Il Tribunale ha disposto l’archiviazione dell’opposizione alla richiesta di archiviazione presentata nei confronti della consigliera comunale del Partito Democratico di Pomezia, Eleonora Napolitano, ponendo fine a una vicenda giudiziaria che – secondo la stessa esponente dem – aveva assunto una chiara natura politica.
La decisione conferma la totale insussistenza delle accuse e rappresenta, per Napolitano, una risposta netta ai presunti tentativi di delegittimazione compiuti nei suoi confronti.
La vicenda riguardava presunte violazioni normative in materia di privacy e obbligo di segretezza, ipotesi che – sostiene Napolitano – sarebbero state strumentalizzate dalla Segretaria generale del Comune di Pomezia con l’obiettivo di «colpire la mia immagine pubblica e il mio ruolo di consigliera di opposizione».
Napolitano: “Archiviazione piena, accusa pretestuosa e politica”
Commentando la decisione del Tribunale, Napolitano ha parlato di una pronuncia che non solo ribadisce la sua innocenza, ma che «smaschera la natura pretestuosa e politica» del procedimento.
«Questa accusa era un tentativo di intimidire chi, come me, si batte per trasparenza e legalità» – afferma.

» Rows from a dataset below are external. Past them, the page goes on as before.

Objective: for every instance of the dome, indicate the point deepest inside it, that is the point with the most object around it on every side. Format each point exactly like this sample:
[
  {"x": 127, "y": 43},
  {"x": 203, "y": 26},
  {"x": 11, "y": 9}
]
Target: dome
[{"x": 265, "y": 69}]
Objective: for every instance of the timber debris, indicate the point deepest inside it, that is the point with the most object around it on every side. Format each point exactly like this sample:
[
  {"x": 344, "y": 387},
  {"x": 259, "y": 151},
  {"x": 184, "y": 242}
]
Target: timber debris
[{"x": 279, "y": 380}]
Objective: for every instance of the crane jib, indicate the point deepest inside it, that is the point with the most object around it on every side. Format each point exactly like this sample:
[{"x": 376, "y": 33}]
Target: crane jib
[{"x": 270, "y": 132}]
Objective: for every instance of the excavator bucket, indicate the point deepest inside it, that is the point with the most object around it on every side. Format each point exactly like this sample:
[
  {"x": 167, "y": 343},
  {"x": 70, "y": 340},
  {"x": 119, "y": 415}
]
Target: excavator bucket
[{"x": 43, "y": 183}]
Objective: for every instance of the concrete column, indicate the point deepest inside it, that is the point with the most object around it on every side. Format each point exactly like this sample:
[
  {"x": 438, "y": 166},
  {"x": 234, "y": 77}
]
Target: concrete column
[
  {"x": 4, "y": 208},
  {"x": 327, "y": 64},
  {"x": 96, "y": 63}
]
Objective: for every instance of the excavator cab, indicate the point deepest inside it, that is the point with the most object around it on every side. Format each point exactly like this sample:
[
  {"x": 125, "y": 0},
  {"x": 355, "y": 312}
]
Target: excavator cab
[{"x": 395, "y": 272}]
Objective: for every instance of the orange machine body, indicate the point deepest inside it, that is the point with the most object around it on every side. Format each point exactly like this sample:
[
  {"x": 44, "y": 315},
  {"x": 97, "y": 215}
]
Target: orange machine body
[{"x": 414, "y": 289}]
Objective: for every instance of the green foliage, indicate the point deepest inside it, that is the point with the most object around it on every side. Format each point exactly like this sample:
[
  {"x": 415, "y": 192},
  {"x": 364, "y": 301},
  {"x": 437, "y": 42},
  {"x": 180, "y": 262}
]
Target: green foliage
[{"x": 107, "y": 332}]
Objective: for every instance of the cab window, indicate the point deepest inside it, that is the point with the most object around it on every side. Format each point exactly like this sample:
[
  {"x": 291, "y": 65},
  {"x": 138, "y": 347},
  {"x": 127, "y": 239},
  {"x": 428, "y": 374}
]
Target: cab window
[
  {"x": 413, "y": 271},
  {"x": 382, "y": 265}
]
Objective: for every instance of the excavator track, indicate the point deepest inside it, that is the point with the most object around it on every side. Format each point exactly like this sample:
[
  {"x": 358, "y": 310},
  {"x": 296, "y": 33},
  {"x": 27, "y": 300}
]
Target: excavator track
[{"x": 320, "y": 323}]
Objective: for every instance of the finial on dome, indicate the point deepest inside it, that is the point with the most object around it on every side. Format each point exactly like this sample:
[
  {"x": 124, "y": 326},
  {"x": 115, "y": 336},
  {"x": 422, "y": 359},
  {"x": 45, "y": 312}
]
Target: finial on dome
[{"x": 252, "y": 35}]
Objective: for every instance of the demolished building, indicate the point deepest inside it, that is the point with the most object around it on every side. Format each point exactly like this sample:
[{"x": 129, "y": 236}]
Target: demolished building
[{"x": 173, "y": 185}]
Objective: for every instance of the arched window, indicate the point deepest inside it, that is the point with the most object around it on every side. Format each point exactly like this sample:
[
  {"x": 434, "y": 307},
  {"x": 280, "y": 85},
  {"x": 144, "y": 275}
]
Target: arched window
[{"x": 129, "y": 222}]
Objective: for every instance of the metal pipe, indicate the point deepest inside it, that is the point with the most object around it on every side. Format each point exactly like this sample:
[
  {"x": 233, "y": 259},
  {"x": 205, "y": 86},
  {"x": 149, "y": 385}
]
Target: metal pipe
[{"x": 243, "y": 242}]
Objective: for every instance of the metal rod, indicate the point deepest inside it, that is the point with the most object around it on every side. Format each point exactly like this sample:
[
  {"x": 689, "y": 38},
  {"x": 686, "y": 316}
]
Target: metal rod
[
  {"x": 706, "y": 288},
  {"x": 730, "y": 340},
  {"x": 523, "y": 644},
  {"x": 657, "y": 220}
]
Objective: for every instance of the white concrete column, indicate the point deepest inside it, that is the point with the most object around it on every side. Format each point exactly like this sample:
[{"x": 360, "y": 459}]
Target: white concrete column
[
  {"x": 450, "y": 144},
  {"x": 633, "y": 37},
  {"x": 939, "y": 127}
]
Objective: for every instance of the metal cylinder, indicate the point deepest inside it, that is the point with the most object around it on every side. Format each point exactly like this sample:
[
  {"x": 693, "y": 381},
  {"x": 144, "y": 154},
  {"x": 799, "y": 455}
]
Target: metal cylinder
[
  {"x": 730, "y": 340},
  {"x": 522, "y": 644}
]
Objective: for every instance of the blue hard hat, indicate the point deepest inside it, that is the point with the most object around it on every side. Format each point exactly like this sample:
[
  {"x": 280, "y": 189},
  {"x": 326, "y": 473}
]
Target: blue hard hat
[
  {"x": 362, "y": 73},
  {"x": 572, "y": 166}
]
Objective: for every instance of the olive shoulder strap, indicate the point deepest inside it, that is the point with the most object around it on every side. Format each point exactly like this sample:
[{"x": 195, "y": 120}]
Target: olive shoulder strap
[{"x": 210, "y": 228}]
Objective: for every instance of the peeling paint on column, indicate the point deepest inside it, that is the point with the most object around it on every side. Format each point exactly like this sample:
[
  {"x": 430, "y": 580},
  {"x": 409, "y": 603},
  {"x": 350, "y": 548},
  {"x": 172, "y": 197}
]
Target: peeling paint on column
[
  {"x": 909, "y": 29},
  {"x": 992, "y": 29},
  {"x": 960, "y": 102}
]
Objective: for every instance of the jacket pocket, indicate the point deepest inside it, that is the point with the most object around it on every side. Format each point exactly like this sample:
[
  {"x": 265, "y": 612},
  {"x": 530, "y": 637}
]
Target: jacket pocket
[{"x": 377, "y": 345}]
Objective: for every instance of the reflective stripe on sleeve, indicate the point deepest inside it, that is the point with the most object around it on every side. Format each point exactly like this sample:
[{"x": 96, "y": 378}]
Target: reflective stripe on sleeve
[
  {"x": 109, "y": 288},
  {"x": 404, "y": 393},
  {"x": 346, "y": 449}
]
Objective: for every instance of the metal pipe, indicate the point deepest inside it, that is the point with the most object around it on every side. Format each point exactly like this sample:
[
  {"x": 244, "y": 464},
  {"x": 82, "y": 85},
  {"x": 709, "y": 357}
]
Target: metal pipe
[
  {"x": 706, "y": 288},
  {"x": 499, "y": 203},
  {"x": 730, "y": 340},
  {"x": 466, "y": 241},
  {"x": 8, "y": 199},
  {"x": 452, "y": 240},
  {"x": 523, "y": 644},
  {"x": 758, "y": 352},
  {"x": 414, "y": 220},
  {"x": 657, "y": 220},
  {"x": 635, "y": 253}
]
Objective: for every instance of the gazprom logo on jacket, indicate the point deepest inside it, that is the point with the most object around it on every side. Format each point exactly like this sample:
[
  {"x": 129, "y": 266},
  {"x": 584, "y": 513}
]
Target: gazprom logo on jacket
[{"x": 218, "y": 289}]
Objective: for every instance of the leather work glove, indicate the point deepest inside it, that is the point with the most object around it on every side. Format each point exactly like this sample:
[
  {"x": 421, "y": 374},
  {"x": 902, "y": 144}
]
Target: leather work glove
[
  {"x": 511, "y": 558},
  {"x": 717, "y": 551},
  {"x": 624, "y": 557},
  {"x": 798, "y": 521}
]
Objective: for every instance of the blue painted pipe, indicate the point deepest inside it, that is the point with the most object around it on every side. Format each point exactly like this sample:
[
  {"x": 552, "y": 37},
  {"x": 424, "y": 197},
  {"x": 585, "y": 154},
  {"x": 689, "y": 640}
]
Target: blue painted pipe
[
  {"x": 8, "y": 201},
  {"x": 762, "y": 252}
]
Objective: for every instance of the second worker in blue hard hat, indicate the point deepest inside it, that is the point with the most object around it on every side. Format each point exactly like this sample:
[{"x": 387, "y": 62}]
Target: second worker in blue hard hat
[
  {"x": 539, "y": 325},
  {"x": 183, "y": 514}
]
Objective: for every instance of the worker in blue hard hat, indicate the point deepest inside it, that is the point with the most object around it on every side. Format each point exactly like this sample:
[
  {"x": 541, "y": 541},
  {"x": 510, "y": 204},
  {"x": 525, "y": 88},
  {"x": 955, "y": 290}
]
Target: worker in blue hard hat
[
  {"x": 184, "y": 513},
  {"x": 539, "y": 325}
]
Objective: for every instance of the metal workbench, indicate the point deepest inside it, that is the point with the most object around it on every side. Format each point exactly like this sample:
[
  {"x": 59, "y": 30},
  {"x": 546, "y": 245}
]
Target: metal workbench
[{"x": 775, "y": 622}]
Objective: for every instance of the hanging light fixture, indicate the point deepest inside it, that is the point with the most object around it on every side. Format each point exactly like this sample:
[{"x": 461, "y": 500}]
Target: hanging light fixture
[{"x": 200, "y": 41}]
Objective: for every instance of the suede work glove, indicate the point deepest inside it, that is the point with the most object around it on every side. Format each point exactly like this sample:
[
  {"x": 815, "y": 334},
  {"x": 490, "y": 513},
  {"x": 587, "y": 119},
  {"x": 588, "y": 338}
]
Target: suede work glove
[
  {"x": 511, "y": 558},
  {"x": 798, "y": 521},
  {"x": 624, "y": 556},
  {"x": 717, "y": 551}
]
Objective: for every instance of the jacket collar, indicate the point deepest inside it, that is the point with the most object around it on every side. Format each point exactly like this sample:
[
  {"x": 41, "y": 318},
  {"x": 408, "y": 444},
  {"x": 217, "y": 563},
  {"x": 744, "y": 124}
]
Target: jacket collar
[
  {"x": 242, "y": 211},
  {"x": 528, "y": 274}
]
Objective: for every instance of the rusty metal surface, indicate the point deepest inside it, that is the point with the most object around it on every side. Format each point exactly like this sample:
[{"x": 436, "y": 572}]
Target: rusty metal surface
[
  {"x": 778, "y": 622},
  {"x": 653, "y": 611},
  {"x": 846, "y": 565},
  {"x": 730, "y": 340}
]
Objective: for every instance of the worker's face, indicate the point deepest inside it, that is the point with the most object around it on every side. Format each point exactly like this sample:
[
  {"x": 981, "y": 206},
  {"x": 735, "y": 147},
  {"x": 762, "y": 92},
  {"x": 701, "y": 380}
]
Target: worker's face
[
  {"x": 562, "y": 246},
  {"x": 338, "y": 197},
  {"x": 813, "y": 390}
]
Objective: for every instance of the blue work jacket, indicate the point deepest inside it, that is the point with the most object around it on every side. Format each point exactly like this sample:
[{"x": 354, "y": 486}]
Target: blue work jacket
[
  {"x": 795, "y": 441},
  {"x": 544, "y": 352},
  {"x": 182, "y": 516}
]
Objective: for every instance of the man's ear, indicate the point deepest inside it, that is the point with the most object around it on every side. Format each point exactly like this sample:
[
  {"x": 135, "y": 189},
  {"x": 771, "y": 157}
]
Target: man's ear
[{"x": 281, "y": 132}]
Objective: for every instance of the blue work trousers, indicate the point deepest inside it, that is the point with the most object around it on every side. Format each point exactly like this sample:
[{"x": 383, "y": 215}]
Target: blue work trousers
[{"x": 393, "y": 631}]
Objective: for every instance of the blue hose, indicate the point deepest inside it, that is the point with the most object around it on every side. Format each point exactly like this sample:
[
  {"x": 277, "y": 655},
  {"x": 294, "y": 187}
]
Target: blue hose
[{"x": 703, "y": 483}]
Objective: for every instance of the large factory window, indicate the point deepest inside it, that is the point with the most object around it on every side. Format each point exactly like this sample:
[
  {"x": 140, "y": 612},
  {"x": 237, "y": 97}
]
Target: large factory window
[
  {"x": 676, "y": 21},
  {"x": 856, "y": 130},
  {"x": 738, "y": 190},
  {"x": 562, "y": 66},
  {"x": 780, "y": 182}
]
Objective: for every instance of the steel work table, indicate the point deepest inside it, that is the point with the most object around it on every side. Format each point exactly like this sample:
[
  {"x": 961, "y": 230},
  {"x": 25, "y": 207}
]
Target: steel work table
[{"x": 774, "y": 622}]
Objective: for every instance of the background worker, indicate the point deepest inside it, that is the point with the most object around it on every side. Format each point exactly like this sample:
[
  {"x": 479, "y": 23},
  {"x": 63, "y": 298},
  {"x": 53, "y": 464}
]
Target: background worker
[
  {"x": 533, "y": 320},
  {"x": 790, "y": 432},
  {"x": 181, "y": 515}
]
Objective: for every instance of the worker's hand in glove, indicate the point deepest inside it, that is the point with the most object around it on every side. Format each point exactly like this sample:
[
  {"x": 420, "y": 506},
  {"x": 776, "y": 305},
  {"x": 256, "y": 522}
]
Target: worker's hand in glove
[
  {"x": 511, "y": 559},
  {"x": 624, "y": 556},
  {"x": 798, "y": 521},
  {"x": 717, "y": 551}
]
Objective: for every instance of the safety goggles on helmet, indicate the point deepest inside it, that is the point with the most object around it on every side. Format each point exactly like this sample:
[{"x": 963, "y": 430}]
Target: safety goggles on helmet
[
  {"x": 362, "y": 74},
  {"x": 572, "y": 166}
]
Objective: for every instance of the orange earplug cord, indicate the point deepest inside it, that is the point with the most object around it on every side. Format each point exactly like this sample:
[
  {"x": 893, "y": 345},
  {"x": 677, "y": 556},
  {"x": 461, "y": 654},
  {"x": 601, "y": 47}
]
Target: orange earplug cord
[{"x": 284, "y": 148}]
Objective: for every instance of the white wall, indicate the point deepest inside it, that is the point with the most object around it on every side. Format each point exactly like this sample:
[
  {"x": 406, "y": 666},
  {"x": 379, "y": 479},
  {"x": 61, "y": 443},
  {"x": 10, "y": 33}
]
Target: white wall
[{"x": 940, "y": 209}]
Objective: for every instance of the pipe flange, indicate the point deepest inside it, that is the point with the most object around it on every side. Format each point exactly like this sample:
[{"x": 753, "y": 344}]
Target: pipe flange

La consigliera sottolinea come il provvedimento giudiziario sia una prova concreta del fatto che «non si può usare la legge come arma politica», accusando la maggioranza di ricorrere a «metodi censori e antidemocratici» per cercare di mettere a tacere le voci critiche.
Il ruolo del legale: “La verità ha prevalso”
Napolitano ha espresso un ringraziamento diretto al proprio avvocato, Giorgio Di Micco, per la difesa svolta nel corso del procedimento:
«Ringrazio il mio legale per la competenza e la determinazione con cui ha difeso la mia posizione, dimostrando che la verità e il diritto prevalgono su ogni tentativo di manipolazione».
“Continuerò a fare politica per il bene dei cittadini”
Per la consigliera PD, la conclusione del caso rappresenta uno stimolo a proseguire con ancora più determinazione la propria attività politica:
«Non mi farò intimidire: continuerò a lavorare per una politica pulita, trasparente e al servizio della comunità».
Napolitano sostiene che la maggioranza «dovrebbe vergognarsi di aver provato a usare la giustizia come strumento di silenziamento», ribadendo che la sua azione politica continuerà nel pieno rispetto delle regole democratiche.